I took three wheelsets on that trip: The B-plus Barons, some E13 TRS-rimmed wheels with a Supergravity rear tyre from my enduro bike and a lighter set of Mavic XA Elite with Maxxis EXO casing tyres.
Swapping between those wheels – sometimes in the same day – showed how versatile a bike the SolarisMAX could be.
B-plus for twisty, grippy off-piste fun (but a bit squirmy and awkward on gravelly berms), burly 29in wheels for straightlining rocks and roots while trying to keep up with full-sus enduro bikes and lighter trail wheels for mellower XC rides, with the odd gnarly bit.

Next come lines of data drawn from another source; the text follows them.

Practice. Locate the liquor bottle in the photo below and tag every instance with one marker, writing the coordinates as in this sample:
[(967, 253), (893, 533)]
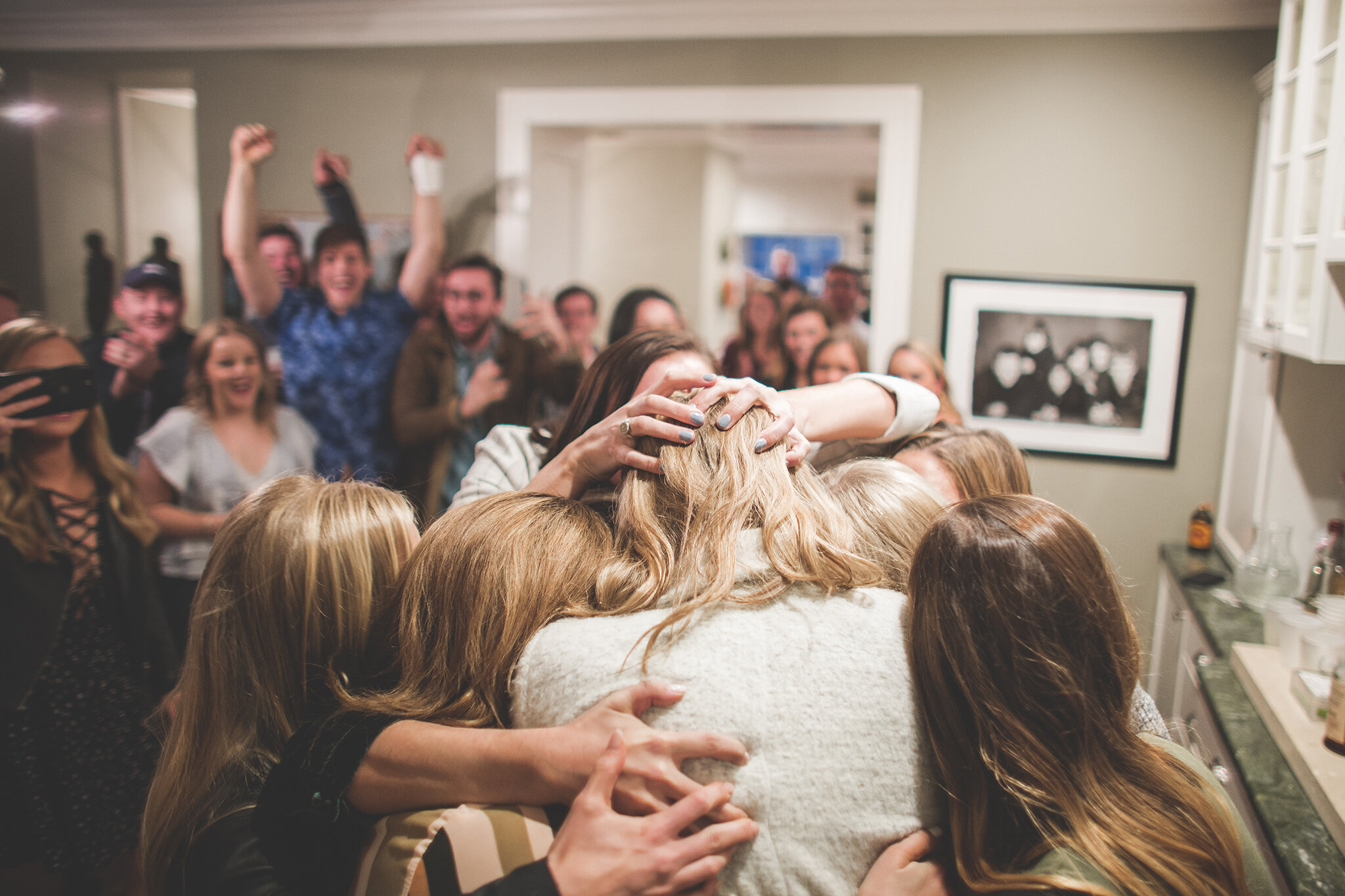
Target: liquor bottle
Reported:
[(1321, 561), (1334, 738), (1333, 575), (1200, 534)]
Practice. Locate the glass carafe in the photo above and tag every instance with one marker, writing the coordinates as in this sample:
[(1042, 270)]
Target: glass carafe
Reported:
[(1268, 568)]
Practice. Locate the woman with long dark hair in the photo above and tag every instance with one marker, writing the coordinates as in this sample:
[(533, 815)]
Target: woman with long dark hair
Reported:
[(85, 653), (1025, 661)]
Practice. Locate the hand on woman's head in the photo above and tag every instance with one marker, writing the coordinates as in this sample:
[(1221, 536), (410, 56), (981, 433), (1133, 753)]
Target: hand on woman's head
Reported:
[(906, 870), (745, 394)]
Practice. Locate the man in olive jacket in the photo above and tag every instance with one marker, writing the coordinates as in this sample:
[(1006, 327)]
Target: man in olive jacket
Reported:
[(462, 375)]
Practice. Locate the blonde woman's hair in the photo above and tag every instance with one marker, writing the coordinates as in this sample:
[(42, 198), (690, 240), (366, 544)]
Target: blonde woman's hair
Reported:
[(197, 387), (1025, 660), (931, 356), (483, 581), (677, 534), (22, 516), (891, 507), (284, 606), (981, 463)]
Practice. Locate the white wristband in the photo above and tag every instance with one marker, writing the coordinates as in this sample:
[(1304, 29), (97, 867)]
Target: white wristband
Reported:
[(427, 175)]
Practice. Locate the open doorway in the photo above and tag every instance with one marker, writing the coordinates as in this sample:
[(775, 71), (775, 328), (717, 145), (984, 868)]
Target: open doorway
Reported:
[(879, 120), (159, 194), (699, 211)]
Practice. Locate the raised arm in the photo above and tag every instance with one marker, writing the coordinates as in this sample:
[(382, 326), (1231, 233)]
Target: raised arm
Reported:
[(257, 282), (864, 406), (426, 159), (331, 177)]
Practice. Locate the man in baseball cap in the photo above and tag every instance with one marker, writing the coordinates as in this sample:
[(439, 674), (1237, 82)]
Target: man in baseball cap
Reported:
[(139, 371)]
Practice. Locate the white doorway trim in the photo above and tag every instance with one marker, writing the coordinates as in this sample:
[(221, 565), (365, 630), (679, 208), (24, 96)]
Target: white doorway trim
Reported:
[(893, 108)]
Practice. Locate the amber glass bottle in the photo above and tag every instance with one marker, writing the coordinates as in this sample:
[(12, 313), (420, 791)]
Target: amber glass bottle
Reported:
[(1200, 534)]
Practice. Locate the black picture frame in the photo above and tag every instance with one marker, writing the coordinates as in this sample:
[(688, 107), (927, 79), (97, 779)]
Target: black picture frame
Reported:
[(1011, 341)]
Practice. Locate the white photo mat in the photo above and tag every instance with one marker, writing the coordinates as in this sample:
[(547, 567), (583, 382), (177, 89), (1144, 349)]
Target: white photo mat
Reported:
[(1166, 308)]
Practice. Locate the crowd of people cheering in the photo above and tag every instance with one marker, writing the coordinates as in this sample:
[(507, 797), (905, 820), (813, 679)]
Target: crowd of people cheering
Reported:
[(370, 593)]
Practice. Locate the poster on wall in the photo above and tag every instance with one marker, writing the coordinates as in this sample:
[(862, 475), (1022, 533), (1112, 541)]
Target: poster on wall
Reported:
[(803, 257), (1070, 367)]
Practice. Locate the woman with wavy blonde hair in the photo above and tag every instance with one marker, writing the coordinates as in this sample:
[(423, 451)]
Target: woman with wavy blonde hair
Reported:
[(227, 440), (736, 578), (284, 610), (891, 507), (921, 363), (1025, 660), (85, 652), (470, 599), (303, 605)]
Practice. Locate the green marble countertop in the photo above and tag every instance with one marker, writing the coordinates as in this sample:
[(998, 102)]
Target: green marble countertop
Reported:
[(1308, 856)]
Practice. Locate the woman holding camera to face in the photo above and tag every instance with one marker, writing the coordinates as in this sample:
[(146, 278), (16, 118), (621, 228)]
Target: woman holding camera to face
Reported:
[(85, 652)]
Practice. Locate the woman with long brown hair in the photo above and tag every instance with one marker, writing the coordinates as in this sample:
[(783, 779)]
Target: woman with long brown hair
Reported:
[(1025, 661), (966, 464), (757, 350), (298, 609), (227, 440), (85, 652)]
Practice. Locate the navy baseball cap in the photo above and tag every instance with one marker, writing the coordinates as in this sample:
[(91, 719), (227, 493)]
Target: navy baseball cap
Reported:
[(150, 274)]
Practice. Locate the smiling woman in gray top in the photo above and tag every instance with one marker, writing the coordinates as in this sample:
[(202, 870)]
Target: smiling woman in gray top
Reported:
[(225, 441)]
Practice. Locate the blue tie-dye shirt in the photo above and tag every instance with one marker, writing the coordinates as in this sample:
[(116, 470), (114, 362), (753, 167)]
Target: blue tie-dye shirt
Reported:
[(338, 372)]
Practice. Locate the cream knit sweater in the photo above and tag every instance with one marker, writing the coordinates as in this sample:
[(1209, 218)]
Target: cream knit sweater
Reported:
[(820, 692)]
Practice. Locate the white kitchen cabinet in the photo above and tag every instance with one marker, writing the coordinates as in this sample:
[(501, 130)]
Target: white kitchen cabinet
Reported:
[(1297, 244)]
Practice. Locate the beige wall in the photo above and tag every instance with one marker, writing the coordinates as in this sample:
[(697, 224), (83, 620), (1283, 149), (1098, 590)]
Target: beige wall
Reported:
[(1105, 156), (76, 161), (640, 219)]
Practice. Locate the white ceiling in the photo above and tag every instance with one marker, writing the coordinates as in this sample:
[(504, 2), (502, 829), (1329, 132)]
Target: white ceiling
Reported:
[(155, 24)]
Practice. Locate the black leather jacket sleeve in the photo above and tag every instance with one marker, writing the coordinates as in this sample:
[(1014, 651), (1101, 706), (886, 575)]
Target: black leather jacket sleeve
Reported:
[(307, 829)]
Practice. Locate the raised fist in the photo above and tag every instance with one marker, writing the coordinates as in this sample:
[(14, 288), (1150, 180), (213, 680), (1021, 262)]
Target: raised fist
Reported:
[(330, 168), (423, 144), (252, 142)]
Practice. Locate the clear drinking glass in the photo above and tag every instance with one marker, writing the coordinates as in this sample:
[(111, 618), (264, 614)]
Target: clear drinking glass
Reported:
[(1268, 568)]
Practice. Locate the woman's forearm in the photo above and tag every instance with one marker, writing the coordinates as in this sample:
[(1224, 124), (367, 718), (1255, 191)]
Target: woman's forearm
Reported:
[(845, 410), (420, 765), (181, 523), (862, 406), (558, 477)]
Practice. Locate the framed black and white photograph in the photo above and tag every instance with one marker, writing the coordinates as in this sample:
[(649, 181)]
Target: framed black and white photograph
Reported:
[(1070, 367)]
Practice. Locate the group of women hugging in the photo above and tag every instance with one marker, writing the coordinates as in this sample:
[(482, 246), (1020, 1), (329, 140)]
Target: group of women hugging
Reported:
[(713, 636)]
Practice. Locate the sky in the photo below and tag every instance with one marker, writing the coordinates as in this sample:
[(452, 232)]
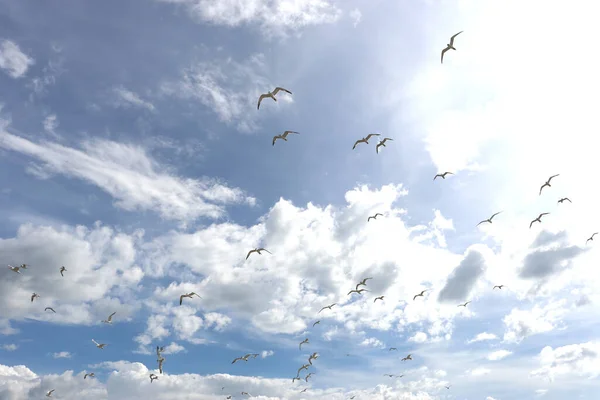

And then there was the chubby mullet potential of running a B-plus 2.8in rear with a 29in front wheel sporting a 2.5in Minion DHF.
This set-up was actually better for me than full chubby, providing a Goldilocks BB height, slightly slacker HA and great rollover combined with more-intuitive cornering.
It excelled on the Mabie off-piste, made steep bits more comfortable and basically increased the fun factor by a notch or two. It was only compromised by the rear B-plus tyre’s relatively flimsy carcass being a bit squirmy on hardpack and getting holed on rocks too easily.
My longest ride on the SolarisMAX was a double lap of Kirroughtree (a bit over 60km IIRC), and I was struck with how much easier the flowy, rocky, techy trails seemed than when I was riding them on a mid-travel 26in bike a decade previously. Basically I could just hit everything on sight on the hardtail, whereas I used to stop to recce certain bits before.
We can probably thank modern geometry and 29in wheels for that, but it shows that the Cotic is a particularly good iteration of the “do it all hardtail” (it’s not a “hardcore hardtail” unless you stick a 36 or Lyrik and some burly wheels/tyres on it) .
Unfortunately, I never got the chance to take the bike to an XC race, but I think it would have felt a bit sluggish with the 140mm fork. I’d like to have tried it with a 120mm fork actually, though that might have compromised the BB height for the B-plus wheels.
So why did I get shot of the thing? I just wasn’t riding it very much really and I had a short-travel 29er itch that I needed to scratch. No fault of the bike’s really, and it was brilliant for some of my riding – but I just found it too limiting in the end.
If I still lived down south where most of my riding was loam, mud and roots, I’m sure I’d still be enjoying it now.